They say you can’t fight City Hall, but a band of St. Louis Park residents is waging a determined battle against a proposed development on Excelsior Boulevard that has the backing of city staffers.

Opponents say the Bridgewater, a six-story, 167-unit apartment complex planned for across the street from Trader Joe’s, would hopelessly snarl traffic at what’s already a congested intersection. About a dozen protesters demonstrated near the site this week, holding up signs bearing anti-development slogans.

Among them was Claudia Johnston-Madison, a member of the city’s Planning Commission, who lives nearby and voted against the project when it came before the commission in March.

“The project is wrong for this spot,” she said. “I’m a planning commissioner, but I also have an obligation to my neighborhood.”

Martin Madrid, another protester, said he was for development, “but give me a three-story building. Make it the appropriate size.

“They want to turn St. Louis Park into Minneapolis Jr. and turn Excelsior Boulevard into the Canyon of Heroes.”

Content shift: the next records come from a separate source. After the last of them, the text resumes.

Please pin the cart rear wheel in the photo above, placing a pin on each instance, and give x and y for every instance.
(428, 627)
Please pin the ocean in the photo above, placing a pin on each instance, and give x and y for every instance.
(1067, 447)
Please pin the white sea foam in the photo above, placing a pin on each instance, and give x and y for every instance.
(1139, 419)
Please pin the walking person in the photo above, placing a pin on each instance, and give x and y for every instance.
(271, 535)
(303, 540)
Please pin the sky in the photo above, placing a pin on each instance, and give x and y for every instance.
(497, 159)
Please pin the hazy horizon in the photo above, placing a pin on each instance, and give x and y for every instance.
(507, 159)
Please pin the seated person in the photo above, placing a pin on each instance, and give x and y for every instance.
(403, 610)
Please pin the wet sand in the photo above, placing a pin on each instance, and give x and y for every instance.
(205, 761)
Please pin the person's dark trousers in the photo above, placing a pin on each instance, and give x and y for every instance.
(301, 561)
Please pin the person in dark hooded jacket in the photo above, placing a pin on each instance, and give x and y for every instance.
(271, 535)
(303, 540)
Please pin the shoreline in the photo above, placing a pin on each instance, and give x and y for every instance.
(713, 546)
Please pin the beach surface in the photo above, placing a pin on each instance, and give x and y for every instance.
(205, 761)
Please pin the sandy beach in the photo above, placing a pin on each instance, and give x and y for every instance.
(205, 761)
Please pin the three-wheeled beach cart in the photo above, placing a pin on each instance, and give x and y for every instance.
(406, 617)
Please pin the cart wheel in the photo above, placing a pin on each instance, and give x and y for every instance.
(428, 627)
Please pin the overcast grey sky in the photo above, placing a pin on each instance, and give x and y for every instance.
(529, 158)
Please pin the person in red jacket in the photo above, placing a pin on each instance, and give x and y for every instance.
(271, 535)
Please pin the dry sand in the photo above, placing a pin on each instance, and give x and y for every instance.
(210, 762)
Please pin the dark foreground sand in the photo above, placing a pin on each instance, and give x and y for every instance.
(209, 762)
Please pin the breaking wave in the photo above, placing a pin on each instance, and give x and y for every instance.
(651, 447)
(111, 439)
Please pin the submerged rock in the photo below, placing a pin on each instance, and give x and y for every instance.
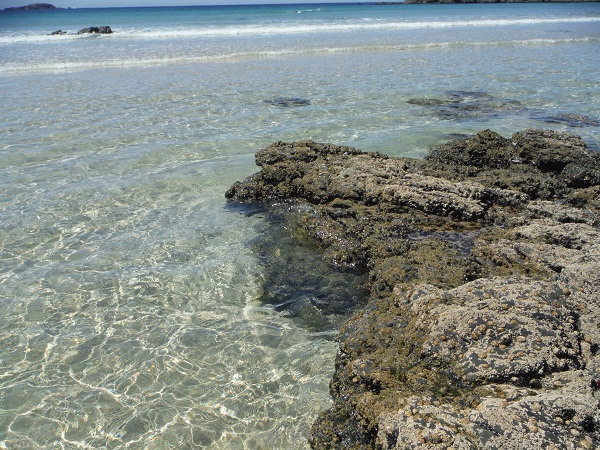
(457, 105)
(572, 120)
(481, 329)
(99, 30)
(286, 102)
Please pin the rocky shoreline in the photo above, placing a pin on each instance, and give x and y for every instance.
(482, 328)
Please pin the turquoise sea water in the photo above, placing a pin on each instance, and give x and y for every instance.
(137, 309)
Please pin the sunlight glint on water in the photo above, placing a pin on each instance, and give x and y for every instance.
(130, 294)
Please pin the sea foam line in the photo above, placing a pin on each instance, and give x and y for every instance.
(297, 28)
(73, 66)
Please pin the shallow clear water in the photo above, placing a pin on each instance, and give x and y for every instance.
(133, 300)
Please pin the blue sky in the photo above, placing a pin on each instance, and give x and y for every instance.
(114, 3)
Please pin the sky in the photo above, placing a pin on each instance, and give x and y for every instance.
(116, 3)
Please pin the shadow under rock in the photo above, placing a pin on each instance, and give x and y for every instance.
(297, 281)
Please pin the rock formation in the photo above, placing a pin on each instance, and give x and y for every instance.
(33, 6)
(100, 30)
(482, 326)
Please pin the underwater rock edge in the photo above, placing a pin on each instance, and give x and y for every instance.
(481, 329)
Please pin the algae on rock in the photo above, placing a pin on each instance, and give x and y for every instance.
(481, 330)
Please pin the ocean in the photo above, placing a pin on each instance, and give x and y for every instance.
(138, 309)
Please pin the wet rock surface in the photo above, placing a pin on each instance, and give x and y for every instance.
(288, 102)
(483, 261)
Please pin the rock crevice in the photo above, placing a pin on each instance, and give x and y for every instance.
(481, 329)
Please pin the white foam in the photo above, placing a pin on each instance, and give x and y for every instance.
(291, 28)
(51, 67)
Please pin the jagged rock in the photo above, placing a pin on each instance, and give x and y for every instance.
(99, 30)
(481, 329)
(287, 102)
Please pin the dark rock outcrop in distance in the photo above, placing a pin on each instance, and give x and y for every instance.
(34, 6)
(459, 105)
(286, 102)
(481, 329)
(99, 30)
(90, 30)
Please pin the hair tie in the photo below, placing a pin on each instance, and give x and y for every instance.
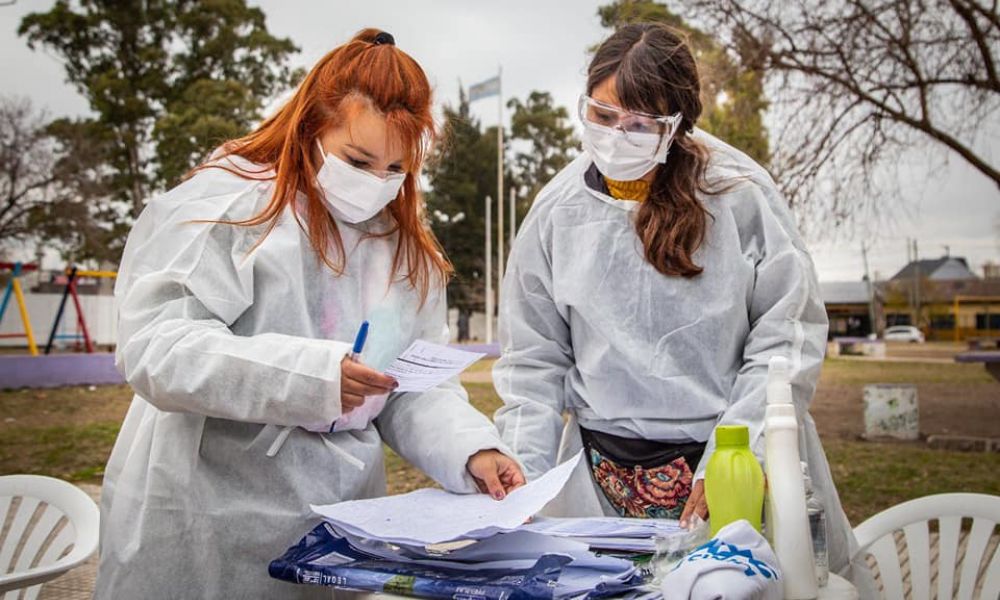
(384, 38)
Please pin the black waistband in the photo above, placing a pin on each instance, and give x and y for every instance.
(630, 452)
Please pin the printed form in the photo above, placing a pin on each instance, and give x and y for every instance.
(424, 365)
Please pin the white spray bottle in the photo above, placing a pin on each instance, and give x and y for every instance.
(787, 519)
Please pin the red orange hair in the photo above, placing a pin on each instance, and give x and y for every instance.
(392, 83)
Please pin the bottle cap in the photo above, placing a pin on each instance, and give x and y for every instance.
(732, 435)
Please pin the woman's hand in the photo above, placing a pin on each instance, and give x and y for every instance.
(358, 381)
(495, 473)
(696, 504)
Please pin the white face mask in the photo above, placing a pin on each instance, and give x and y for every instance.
(351, 194)
(625, 156)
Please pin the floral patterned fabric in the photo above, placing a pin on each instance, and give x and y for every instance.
(658, 492)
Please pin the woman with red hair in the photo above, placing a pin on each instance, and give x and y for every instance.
(239, 293)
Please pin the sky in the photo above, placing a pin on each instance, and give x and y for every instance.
(543, 46)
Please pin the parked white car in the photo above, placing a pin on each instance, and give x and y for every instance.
(904, 333)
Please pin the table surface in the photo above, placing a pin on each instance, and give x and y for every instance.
(983, 356)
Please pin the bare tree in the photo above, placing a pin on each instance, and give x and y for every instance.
(26, 170)
(857, 83)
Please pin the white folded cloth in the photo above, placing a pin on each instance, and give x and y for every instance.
(737, 564)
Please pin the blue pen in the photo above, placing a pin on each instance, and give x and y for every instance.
(359, 342)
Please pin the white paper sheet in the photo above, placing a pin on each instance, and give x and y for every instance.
(612, 527)
(425, 365)
(432, 516)
(421, 367)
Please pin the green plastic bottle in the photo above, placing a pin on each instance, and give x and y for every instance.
(734, 481)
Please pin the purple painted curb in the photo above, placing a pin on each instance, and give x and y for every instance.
(99, 369)
(59, 370)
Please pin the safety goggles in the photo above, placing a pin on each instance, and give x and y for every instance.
(606, 115)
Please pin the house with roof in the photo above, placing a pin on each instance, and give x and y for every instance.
(944, 298)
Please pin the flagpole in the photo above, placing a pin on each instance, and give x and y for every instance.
(500, 207)
(513, 216)
(489, 271)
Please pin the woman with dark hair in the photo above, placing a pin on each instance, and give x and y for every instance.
(650, 284)
(239, 294)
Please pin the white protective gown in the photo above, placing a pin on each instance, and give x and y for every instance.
(589, 327)
(225, 345)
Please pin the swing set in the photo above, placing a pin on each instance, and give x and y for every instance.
(70, 291)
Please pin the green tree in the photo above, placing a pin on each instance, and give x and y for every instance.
(732, 83)
(547, 133)
(166, 80)
(462, 172)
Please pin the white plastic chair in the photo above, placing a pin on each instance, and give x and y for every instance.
(877, 536)
(51, 516)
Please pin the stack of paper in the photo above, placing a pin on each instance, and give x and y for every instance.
(432, 516)
(435, 544)
(608, 533)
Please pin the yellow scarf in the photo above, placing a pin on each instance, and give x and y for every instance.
(636, 191)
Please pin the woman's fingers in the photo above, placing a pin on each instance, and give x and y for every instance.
(360, 388)
(368, 376)
(349, 402)
(696, 504)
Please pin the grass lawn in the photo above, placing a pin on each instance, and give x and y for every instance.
(68, 433)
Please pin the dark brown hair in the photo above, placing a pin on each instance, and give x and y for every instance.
(655, 73)
(372, 69)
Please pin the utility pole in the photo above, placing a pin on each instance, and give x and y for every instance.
(916, 281)
(513, 215)
(872, 328)
(489, 270)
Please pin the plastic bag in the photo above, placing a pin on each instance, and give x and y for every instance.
(672, 548)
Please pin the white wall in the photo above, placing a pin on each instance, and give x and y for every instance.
(99, 313)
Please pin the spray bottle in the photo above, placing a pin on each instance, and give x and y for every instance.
(787, 519)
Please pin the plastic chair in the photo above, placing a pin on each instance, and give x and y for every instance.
(878, 537)
(52, 515)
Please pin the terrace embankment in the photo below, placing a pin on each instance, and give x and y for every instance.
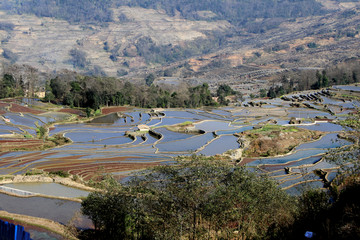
(185, 127)
(273, 140)
(39, 223)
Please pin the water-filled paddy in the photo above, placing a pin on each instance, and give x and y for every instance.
(220, 145)
(325, 127)
(53, 189)
(54, 209)
(187, 145)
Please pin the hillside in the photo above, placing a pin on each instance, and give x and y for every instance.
(183, 39)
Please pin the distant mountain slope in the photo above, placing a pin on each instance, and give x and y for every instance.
(208, 38)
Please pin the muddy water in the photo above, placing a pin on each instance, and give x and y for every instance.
(57, 210)
(53, 189)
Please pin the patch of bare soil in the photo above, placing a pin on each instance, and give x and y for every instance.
(107, 110)
(18, 108)
(273, 141)
(72, 111)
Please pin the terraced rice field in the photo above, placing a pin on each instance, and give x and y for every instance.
(100, 146)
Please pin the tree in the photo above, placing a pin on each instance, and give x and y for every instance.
(195, 198)
(150, 79)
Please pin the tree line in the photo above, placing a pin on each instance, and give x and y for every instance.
(93, 92)
(341, 74)
(205, 198)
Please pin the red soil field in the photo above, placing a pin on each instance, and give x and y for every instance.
(72, 111)
(108, 110)
(18, 108)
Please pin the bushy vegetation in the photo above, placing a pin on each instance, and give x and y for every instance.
(203, 198)
(9, 87)
(84, 91)
(344, 73)
(198, 198)
(80, 11)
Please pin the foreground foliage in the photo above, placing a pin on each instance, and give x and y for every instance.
(194, 199)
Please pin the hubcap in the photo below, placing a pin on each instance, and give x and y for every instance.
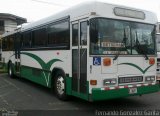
(60, 85)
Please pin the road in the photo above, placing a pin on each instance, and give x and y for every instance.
(26, 97)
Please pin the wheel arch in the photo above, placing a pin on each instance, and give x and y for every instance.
(53, 74)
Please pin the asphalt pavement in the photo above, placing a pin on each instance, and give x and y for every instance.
(22, 97)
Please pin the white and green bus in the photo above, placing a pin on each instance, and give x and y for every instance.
(94, 51)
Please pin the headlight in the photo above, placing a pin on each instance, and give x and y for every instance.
(150, 78)
(109, 82)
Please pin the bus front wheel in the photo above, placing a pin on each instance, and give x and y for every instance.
(60, 86)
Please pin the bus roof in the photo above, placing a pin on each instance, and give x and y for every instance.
(98, 7)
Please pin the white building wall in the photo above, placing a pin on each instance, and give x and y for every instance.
(10, 25)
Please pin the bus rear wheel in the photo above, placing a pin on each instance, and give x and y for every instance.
(10, 70)
(60, 87)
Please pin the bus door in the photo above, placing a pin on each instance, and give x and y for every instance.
(79, 56)
(17, 53)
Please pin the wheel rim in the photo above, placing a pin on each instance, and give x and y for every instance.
(60, 85)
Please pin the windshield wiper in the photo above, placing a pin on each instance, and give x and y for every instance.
(140, 47)
(123, 41)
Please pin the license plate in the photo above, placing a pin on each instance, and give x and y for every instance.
(132, 90)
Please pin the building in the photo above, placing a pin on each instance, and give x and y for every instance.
(9, 22)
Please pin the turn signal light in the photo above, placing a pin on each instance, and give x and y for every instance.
(93, 82)
(151, 61)
(106, 62)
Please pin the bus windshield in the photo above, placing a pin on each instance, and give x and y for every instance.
(109, 36)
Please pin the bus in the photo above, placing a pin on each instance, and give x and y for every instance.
(93, 51)
(158, 56)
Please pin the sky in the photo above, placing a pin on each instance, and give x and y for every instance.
(35, 10)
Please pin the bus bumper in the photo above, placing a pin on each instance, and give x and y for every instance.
(105, 94)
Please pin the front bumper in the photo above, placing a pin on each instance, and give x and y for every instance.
(105, 94)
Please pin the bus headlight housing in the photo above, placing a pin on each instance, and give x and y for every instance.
(150, 78)
(109, 82)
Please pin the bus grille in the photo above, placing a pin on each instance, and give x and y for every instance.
(130, 79)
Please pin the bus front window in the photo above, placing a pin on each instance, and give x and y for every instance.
(108, 36)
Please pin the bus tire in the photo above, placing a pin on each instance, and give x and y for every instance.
(10, 70)
(60, 86)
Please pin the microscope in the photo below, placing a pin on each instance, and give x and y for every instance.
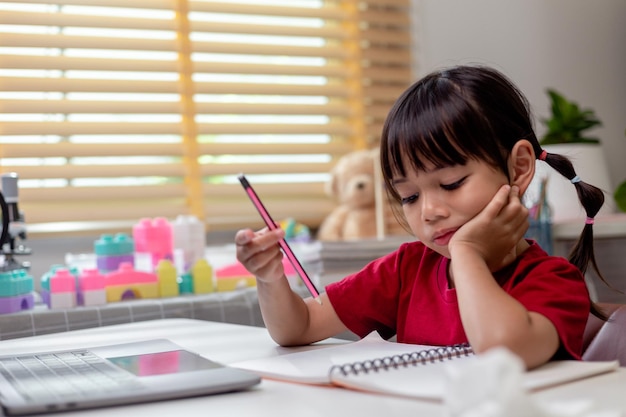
(13, 226)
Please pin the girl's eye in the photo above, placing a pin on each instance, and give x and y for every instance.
(454, 185)
(410, 199)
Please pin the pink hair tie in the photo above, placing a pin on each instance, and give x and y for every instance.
(542, 155)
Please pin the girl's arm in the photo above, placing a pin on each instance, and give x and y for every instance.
(491, 317)
(289, 319)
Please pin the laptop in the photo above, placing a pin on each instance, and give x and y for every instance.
(118, 374)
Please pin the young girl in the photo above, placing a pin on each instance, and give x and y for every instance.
(457, 151)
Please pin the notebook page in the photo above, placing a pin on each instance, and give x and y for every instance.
(313, 366)
(429, 381)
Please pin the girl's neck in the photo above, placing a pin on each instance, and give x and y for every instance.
(520, 248)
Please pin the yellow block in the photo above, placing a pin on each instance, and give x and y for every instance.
(148, 290)
(166, 275)
(202, 276)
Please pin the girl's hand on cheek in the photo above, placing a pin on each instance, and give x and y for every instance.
(494, 232)
(260, 254)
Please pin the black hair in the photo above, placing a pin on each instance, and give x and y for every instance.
(474, 112)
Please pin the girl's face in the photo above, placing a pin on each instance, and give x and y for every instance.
(438, 201)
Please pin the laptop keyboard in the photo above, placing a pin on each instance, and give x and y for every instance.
(65, 375)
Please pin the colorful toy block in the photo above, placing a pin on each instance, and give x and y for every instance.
(16, 291)
(154, 237)
(62, 286)
(167, 281)
(91, 288)
(189, 242)
(202, 277)
(232, 277)
(127, 283)
(111, 251)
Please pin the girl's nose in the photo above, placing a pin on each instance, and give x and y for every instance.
(432, 208)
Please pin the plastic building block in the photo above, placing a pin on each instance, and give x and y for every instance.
(91, 288)
(185, 284)
(62, 289)
(16, 291)
(168, 284)
(155, 238)
(189, 242)
(232, 277)
(127, 283)
(18, 303)
(202, 277)
(111, 251)
(15, 282)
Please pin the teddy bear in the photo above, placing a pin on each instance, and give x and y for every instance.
(351, 184)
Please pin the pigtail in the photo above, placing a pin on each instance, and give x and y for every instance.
(592, 199)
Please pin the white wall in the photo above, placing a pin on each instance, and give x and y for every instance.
(575, 46)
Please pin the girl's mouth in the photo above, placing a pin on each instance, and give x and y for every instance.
(442, 239)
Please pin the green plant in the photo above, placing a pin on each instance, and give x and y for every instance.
(568, 121)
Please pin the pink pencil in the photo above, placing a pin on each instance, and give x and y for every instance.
(283, 243)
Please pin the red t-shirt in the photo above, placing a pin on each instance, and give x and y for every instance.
(406, 293)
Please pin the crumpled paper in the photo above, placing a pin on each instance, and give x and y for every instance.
(491, 386)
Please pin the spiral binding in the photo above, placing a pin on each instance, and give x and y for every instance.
(422, 357)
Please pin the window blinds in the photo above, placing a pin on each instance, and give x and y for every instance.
(114, 110)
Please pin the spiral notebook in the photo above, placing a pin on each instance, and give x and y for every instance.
(375, 365)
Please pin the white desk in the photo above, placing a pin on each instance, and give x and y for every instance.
(229, 343)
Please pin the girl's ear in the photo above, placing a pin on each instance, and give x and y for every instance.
(522, 165)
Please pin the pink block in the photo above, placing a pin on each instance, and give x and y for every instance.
(153, 236)
(91, 279)
(62, 281)
(126, 274)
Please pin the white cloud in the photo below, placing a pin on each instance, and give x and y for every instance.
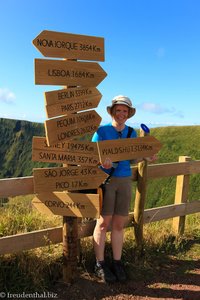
(158, 109)
(7, 96)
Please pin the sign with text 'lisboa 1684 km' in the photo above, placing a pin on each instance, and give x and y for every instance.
(71, 46)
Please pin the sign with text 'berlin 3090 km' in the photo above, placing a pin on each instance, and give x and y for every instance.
(71, 100)
(71, 46)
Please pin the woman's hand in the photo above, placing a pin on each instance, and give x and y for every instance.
(107, 163)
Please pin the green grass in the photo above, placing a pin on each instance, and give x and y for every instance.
(39, 269)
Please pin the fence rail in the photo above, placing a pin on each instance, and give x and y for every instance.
(24, 186)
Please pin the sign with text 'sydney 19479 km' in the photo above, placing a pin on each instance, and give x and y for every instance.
(67, 178)
(72, 73)
(71, 100)
(71, 46)
(71, 126)
(68, 204)
(69, 152)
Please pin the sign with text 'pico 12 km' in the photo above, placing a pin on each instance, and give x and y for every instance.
(130, 148)
(71, 126)
(68, 152)
(72, 73)
(67, 178)
(71, 100)
(71, 46)
(68, 204)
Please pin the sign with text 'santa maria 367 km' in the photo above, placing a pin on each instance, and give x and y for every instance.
(69, 152)
(70, 178)
(71, 126)
(72, 73)
(68, 204)
(71, 100)
(71, 46)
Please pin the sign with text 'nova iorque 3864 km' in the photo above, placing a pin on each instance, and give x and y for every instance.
(71, 46)
(64, 72)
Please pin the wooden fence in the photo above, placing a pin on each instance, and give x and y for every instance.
(181, 207)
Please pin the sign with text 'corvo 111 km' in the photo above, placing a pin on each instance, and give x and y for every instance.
(67, 178)
(72, 73)
(71, 46)
(71, 126)
(70, 100)
(69, 152)
(68, 204)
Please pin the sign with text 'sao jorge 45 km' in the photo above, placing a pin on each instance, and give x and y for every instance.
(70, 116)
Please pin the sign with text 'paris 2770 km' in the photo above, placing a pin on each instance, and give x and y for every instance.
(64, 72)
(71, 100)
(71, 46)
(72, 126)
(70, 152)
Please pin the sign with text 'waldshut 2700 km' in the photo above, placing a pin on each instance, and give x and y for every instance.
(68, 152)
(71, 46)
(71, 100)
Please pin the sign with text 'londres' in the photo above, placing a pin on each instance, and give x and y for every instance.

City Council members aggressively questioned the developer at a recent council work session, casting doubt on whether the project will get the necessary votes to move forward. As a planned unit development, the Bridgewater needs a two-thirds vote to pass, meaning that five of the seven council members must approve it.

Ron Mehl, a senior planner for the project’s developer, Plymouth-based Dominium, said the company is working hard to address the concerns of residents and council members.

“We’ve met with staff. We’re doing things to address the neighborhood concerns,” Mehl said. “We’d like to have another work session [with the council] to show we’re listening to the concerns.”

Mehl said he believes the traffic issues can be addressed by redesigning entrances at the complex. He also noted that the Bridgewater will be an important contributor to affordable housing in the city. Thirty-five apartments, more than 20 percent of the total, will be affordable to families making just over half the area’s median income.

“We’re committed to seeing this through,” Mehl said. “We’re going to keep plugging away and make the changes we can.”

City officials are waiting for Dominium to make “refinements” before taking further action, said Kevin Locke, the city’s community development director. Locke said that with the right modifications, traffic in the Bridgewater area should move better than it does today, even with additional traffic generated by the development.